Warum ist das Thema Transformation so wichtig?
Wir stehen vor einer gewaltigen Veränderung. In einem Gutachten des Wissenschaftlichen Beirats der Bundesregierung Globale Umweltveränderungen aus dem Jahr 2011 wird sie als „große Transformation“ bezeichnet. Gemeint ist damit ein weltweiter Umbau von Wirtschaft und Gesellschaft, der sich in seinen Auswirkungen mit dem Wandel der Agrar- zur Industriegesellschaft vergleichen lässt. Der ist notwendig, wenn wir die Nachhaltigkeits- und Klimaziele der Vereinten Nationen erreichen wollen.
Das klingt umwälzend. Was bedeutet das denn konkret?
Eine riesige Herausforderung. Wir müssen zerstörerische Technologien und Praktiken abschaffen und auf neue setzen. Unsere Energieversorgung zum Beispiel beruht überwiegend auf Großkraftwerken, die zentral weite Regionen versorgen. Erneuerbare Energien erfordern eher dezentrale Netze und viele kleine Einspeiser. Unsere Produktion, vor allem im Bereich Chemie, muss weg vom Erdöl und hin zu nachwachsenden Rohstoffen entwickelt werden. Jede einzelne Person muss ihr Verhalten in den Konsumfeldern Wohnen, Ernährung, Reisen und Freizeit infrage stellen und auch unsere Wirtschaftsstrukturen gehören auf den Prüfstand: Wir brauchen mehr Kreislaufwirtschaft, weniger, aber dafür langlebigere Produkte, mehr Sharing und weniger Verschwendung.
Future Skills
„Hochschulen sind ein Motor für den Wandel“

Sind die Unternehmen denn generell offen für dieses Thema?
Bedingt. Betriebswirtschaftliche Überlegungen und Nachhaltigkeit gehen nicht gerade Hand in Hand. Denn die Betriebswirtschaft setzt auf Gewinnmaximierung auf kurze Sicht, ungefähr über einen Zeitraum von drei Jahren.
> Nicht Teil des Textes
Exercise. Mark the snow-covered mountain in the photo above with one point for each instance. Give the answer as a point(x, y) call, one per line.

Die Kosten dieses Vorgehens trafen die Unternehmen bisher nicht, sie wurden der Gesellschaft aufgebürdet.
Aber das mindert die Gewinne.
Die meisten Unternehmen versuchen mit ihren bewährten Strategien noch so lange Gewinn zu erwirtschaften, wie es möglich ist. Gleichzeitig arbeiten aber die Entwicklungsabteilungen an alternativen Geschäftsmodellen: Immer mehr Fleischerzeuger erobern den Markt für vegane Produkte. Und Automobilkonzerne befassen sich mit der Stadt der Zukunft: Sie entwickeln Carsharing-Modelle, Hard- und Software für die Nutzung von Mobilitätsdaten oder arbeiten an Ladestrukturen für Elektromobilität. Entsprechend gibt es auch die Initiative „Science Based Targets“, in der sich weltweit Unternehmen verpflichtet haben, bis 2050 klimaneutral zu arbeiten. Hier wird für die einzelnen Unternehmen verschiedener Sektoren eine maximale Obergrenze für ihre Emissionen benannt. Und es sieht natürlich schlecht aus, wenn man im eigenen Sektor der Letzte ist, der sich darum kümmert.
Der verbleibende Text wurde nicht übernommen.